Can plant-fungal symbioses underpin plant diversity?

Our understanding of how species originate (speciation) has changed considerably since Darwin's seminal work. One aspect, however, that has been ignored is the role that microbes can play in driving speciation. Here, we propose a new mechanism for the origin of species, whereby coevolutionary divergence in plant-mycorrhizal associations increases local adaptation and leads to the completion of speciation, using one of the most compelling examples of speciation in the face of gene flow as our model system: The Howea palms of Lord Howe Island.

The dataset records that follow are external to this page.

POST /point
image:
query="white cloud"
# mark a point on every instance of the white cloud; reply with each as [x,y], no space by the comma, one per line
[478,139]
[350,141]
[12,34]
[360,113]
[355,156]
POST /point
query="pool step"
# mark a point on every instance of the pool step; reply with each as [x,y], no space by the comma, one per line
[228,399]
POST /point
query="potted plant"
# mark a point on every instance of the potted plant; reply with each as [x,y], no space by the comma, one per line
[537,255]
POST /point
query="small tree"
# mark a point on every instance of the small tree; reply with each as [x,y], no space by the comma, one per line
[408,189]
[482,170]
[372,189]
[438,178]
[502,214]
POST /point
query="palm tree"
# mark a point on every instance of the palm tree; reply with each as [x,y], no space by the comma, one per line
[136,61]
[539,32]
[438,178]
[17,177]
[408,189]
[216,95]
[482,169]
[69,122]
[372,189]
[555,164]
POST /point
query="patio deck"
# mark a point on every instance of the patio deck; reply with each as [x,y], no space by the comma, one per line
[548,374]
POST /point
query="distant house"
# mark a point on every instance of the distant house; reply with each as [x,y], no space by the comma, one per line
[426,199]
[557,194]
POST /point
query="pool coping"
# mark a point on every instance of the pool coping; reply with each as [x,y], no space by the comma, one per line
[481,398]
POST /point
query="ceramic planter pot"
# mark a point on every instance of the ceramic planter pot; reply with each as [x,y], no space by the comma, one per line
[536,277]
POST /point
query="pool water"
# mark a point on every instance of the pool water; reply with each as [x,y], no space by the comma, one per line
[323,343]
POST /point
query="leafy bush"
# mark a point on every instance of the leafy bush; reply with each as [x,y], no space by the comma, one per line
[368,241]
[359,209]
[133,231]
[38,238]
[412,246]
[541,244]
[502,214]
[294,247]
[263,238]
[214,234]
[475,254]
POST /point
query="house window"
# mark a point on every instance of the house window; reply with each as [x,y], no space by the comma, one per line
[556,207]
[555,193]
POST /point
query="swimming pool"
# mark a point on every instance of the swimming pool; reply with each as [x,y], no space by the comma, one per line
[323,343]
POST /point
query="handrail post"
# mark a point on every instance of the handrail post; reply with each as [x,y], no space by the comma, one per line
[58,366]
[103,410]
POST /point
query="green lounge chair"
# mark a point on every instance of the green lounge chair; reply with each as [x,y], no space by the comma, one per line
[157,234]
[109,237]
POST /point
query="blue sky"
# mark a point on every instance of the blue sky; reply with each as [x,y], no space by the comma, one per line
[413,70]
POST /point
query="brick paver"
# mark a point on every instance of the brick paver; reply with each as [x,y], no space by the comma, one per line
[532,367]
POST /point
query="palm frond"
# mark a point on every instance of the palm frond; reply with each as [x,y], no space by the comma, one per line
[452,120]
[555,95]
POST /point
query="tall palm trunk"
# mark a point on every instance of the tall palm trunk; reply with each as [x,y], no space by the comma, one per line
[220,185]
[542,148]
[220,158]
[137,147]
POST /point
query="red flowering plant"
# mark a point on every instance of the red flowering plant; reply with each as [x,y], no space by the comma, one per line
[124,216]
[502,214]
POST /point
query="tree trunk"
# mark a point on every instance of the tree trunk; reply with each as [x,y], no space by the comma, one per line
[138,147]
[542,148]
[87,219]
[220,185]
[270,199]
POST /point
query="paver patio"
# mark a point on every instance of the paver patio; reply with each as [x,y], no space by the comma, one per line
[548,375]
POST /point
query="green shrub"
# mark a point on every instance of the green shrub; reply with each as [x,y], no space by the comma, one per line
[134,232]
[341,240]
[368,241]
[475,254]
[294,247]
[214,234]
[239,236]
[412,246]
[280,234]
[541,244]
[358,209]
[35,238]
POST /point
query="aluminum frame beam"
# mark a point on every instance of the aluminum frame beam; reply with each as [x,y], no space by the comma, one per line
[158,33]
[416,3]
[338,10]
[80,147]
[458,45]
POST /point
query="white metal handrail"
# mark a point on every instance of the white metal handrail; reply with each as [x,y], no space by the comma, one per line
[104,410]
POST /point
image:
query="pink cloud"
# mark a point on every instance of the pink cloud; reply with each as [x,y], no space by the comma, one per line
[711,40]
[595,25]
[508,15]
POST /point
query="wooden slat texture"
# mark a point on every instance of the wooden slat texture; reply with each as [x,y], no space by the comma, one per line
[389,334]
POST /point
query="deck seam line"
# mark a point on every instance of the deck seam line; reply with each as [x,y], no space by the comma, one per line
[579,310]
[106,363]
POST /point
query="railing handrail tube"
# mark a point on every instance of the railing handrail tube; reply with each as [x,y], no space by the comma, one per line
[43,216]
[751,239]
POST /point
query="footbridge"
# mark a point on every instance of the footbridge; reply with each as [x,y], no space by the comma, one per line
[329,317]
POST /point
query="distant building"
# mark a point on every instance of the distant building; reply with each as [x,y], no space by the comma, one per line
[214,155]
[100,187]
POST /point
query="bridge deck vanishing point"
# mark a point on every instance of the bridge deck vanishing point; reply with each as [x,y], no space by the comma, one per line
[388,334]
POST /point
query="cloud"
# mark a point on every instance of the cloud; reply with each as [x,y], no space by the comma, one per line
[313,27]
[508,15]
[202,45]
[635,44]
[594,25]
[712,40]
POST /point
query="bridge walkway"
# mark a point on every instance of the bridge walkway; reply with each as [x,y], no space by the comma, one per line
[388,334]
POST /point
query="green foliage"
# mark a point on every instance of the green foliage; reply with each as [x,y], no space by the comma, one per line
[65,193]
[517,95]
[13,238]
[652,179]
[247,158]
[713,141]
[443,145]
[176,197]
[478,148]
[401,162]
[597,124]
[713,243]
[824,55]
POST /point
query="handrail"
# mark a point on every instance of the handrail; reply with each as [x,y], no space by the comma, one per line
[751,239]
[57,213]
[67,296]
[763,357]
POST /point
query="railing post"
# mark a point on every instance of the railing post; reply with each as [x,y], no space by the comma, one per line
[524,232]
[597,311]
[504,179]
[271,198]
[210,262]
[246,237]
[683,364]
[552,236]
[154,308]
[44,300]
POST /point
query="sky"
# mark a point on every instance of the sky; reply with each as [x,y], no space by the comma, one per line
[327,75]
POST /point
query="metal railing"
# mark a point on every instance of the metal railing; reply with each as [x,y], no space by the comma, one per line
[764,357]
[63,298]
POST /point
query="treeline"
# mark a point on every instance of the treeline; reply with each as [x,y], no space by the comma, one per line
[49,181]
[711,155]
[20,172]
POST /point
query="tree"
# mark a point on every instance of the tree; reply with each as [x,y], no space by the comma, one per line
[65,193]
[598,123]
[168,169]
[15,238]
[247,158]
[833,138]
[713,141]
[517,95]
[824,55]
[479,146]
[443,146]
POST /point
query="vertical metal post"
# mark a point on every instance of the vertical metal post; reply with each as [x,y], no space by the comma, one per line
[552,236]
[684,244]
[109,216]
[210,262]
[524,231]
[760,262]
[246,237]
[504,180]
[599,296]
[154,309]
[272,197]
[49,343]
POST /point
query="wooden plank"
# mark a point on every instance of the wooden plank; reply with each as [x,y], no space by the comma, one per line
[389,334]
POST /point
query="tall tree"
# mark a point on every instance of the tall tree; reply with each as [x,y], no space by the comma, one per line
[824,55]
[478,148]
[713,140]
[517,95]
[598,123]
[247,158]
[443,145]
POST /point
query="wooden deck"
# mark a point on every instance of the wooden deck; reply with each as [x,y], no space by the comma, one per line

While it is well known that species can diverge due to geographic barriers such as mountain ridges or oceans, populations can also split in the face of gene flow without geographic isolation, for example through specialisation to habitats or resources. In this context, symbiotic associations that plants have with microbes may be particularly powerful in simultaneously facilitating local adaptation and reproductive isolation leading to speciation.

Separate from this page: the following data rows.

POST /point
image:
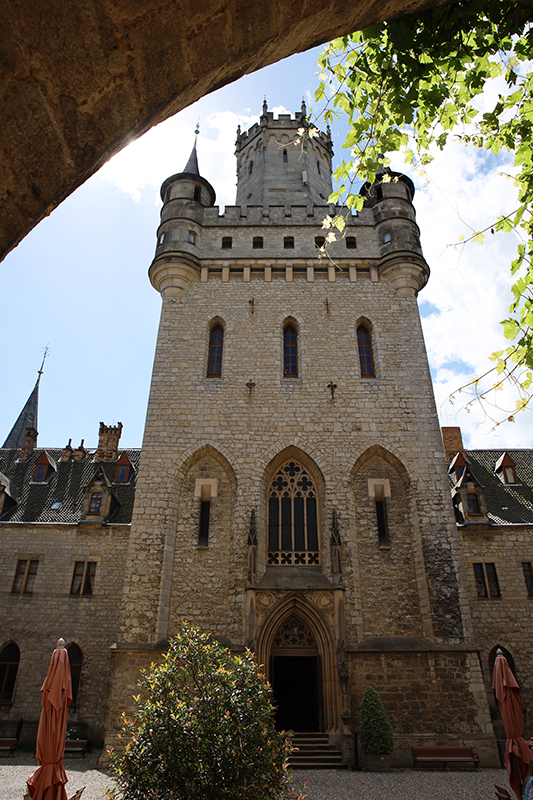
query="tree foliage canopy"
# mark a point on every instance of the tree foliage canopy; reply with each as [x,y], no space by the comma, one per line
[204,730]
[409,85]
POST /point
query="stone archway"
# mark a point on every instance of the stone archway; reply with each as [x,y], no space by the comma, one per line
[81,79]
[295,628]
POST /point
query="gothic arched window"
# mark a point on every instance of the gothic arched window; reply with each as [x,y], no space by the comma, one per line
[292,517]
[9,664]
[366,359]
[290,352]
[216,341]
[75,656]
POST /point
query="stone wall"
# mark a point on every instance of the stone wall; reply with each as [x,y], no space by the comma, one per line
[36,621]
[505,621]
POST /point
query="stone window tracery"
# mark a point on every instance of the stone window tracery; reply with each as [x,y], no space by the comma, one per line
[293,518]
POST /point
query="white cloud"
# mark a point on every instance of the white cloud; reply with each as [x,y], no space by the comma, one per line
[148,161]
[469,289]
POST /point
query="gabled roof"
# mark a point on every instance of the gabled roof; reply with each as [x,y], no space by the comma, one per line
[507,503]
[67,486]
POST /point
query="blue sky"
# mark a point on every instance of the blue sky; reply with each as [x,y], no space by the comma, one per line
[79,281]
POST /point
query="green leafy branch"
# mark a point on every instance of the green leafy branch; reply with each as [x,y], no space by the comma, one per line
[409,84]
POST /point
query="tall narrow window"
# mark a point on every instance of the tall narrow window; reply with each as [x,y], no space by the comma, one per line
[95,503]
[292,518]
[75,657]
[25,577]
[472,503]
[83,578]
[203,532]
[528,577]
[366,359]
[216,342]
[290,352]
[486,580]
[9,664]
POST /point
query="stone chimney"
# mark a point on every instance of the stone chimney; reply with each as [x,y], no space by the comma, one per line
[29,444]
[80,452]
[68,452]
[108,439]
[452,441]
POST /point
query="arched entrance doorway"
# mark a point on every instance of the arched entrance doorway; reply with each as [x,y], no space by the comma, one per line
[296,643]
[296,679]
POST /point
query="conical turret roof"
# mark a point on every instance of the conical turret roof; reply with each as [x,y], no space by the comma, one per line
[192,164]
[27,419]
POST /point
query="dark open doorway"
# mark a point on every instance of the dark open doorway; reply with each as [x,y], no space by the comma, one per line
[295,683]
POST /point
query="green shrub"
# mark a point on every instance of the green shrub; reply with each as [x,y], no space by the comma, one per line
[375,730]
[203,731]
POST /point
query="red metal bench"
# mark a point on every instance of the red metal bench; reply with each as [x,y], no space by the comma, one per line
[73,746]
[8,745]
[444,755]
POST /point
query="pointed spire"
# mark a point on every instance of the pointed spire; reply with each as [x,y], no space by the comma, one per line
[27,417]
[192,164]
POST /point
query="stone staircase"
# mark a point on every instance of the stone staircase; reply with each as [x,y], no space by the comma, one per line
[313,751]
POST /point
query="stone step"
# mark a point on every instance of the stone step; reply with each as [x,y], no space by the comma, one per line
[313,751]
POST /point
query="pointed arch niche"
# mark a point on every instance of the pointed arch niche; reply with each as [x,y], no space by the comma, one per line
[308,697]
[292,512]
[198,543]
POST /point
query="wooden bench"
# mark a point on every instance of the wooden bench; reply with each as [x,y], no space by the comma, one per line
[73,746]
[444,755]
[8,745]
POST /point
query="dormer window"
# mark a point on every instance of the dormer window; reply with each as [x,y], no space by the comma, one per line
[458,465]
[100,502]
[472,503]
[505,468]
[96,502]
[123,470]
[40,473]
[44,468]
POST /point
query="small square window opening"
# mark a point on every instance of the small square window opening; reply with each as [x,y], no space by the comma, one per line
[83,578]
[25,577]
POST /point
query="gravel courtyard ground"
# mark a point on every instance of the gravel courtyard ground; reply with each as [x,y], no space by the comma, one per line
[402,784]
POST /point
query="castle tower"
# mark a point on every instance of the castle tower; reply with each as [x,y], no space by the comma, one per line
[293,496]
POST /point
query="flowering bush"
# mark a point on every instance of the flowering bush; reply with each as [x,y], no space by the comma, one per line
[204,732]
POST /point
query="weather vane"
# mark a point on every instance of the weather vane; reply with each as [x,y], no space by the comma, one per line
[45,353]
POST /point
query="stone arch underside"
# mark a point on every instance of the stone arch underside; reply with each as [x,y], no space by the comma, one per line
[82,79]
[296,605]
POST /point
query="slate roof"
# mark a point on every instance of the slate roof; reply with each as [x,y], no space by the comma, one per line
[66,485]
[507,504]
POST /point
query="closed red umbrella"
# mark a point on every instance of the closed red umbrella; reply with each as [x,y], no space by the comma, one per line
[517,753]
[49,779]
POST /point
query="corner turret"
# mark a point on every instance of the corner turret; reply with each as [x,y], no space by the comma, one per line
[184,196]
[402,262]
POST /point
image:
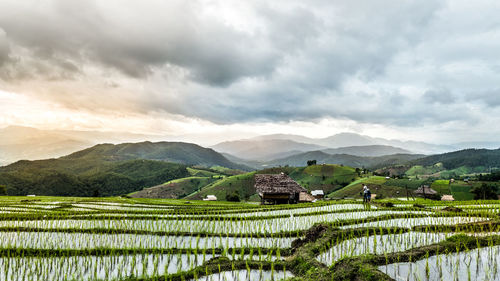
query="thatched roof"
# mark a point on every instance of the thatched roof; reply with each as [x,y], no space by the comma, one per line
[276,183]
[427,190]
[306,197]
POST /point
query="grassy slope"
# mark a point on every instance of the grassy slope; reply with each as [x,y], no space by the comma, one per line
[173,189]
[376,185]
[441,186]
[326,177]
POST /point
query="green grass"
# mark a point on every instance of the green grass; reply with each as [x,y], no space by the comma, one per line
[427,170]
[441,186]
[375,183]
[410,183]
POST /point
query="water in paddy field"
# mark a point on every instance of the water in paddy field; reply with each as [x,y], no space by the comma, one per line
[380,244]
[245,275]
[475,265]
[63,240]
[87,268]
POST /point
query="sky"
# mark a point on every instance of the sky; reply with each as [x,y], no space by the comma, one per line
[409,70]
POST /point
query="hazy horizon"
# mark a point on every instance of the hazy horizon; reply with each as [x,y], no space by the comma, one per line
[210,71]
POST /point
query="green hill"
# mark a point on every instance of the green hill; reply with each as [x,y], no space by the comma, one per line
[107,169]
[376,185]
[301,159]
[175,189]
[463,158]
[64,177]
[176,152]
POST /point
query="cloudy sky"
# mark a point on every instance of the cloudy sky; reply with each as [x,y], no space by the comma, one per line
[421,70]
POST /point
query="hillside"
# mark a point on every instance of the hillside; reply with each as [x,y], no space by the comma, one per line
[448,165]
[468,157]
[326,177]
[344,159]
[175,189]
[109,169]
[353,139]
[64,177]
[176,152]
[368,150]
[264,150]
[25,143]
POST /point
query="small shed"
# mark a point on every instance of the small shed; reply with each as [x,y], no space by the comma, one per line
[426,191]
[318,194]
[277,189]
[305,197]
[210,198]
[447,198]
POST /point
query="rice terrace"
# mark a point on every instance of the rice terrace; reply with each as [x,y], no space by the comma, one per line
[254,140]
[124,238]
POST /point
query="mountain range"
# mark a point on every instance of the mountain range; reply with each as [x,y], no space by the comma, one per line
[109,169]
[26,143]
[269,147]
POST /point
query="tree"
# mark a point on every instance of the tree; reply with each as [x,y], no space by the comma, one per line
[233,197]
[485,191]
[311,162]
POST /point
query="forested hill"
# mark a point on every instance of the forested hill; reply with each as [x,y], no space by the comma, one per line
[176,152]
[467,157]
[344,159]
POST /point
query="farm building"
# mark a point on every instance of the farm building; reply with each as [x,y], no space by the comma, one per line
[318,194]
[426,191]
[277,189]
[305,197]
[210,198]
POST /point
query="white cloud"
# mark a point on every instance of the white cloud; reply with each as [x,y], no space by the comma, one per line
[404,67]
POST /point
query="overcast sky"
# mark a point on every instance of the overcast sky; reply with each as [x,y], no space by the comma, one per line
[421,70]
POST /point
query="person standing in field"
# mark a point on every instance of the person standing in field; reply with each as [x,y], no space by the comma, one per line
[365,192]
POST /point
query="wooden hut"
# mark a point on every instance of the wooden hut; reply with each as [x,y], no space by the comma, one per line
[426,192]
[305,197]
[318,194]
[277,189]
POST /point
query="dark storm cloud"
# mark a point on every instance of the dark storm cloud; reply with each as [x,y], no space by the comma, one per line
[137,38]
[241,61]
[4,47]
[439,95]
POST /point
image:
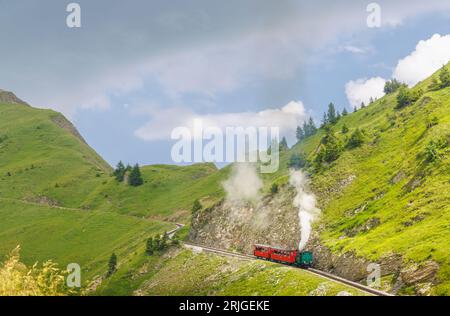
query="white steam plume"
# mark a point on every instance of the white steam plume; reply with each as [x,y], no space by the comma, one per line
[306,203]
[244,183]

We will focus on two sister species of palms (Howea), endemic to Lord Howe Island, a remote island in the Tasman sea, and their interactions with arbuscular mycorrhizal fungi. Howea palms represent the dominant vegetation on the island. The speciation scenario for Howea involves adaptation to different soils, volcanic rocks and calcareous deposits, and associated fitness trade-offs. We hypothesise that soil and soil microbes have affected local adaptation of the ancestral palm population, which in turn led to differences in flowering time, and ultimately promoted speciation. Differing levels of mycorrhizal colonisation and gene expression co-regulated in Howea and mycorrhizal associations may have led to the emergence of distinct forms of Howea populations occupying different soils. We will test these key hypotheses using metagenomics and RNA-seq combined with long-term field experiments on Lord Howe Island.

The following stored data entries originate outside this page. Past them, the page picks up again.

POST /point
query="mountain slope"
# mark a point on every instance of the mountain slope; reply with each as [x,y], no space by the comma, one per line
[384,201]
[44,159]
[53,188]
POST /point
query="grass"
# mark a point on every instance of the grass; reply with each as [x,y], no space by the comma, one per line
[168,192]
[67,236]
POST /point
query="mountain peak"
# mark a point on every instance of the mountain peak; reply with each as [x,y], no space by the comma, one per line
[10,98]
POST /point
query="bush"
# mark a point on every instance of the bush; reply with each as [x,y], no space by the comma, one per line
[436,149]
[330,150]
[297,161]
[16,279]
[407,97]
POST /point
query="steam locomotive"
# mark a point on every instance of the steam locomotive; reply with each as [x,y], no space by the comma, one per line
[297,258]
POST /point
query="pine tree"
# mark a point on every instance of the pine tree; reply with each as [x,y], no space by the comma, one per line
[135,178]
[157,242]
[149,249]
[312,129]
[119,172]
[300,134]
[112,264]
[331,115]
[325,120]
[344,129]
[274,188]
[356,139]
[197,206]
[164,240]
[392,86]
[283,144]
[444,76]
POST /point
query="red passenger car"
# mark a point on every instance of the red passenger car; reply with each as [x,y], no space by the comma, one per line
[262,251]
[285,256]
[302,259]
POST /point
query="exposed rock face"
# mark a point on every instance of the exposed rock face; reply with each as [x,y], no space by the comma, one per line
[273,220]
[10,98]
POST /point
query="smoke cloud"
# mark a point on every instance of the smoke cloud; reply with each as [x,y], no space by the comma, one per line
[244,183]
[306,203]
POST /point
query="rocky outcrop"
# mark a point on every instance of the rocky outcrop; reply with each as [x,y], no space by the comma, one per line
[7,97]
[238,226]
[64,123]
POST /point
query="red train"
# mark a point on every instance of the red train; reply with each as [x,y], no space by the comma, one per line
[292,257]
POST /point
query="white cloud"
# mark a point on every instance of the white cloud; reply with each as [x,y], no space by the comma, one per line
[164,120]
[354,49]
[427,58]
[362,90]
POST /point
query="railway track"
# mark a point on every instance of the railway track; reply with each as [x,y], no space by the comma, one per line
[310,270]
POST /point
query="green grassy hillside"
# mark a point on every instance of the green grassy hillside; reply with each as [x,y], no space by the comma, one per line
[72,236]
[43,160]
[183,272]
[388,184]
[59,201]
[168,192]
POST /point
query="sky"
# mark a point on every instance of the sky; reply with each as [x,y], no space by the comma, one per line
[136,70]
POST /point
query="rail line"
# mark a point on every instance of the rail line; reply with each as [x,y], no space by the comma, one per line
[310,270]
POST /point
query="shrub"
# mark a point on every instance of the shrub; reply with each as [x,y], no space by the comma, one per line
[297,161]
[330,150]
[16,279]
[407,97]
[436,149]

The proposed work has the potential to bring drastic rethinking about the mechanisms of speciation and how coevolution contributes to species divergence. The proposed work will unravel some of the most neglected hypotheses in evolution, such as how microbes can drive plant speciation, and hence the link between microbiome and plant diversity. Given the widespread nature of plant-mycorrhizal symbioses, their importance in crop production, and the prominence of soil and plant diversity in ecosystem functioning, our research will also have far-reaching impact in applied ecology and agriculture, beyond evolutionary biology.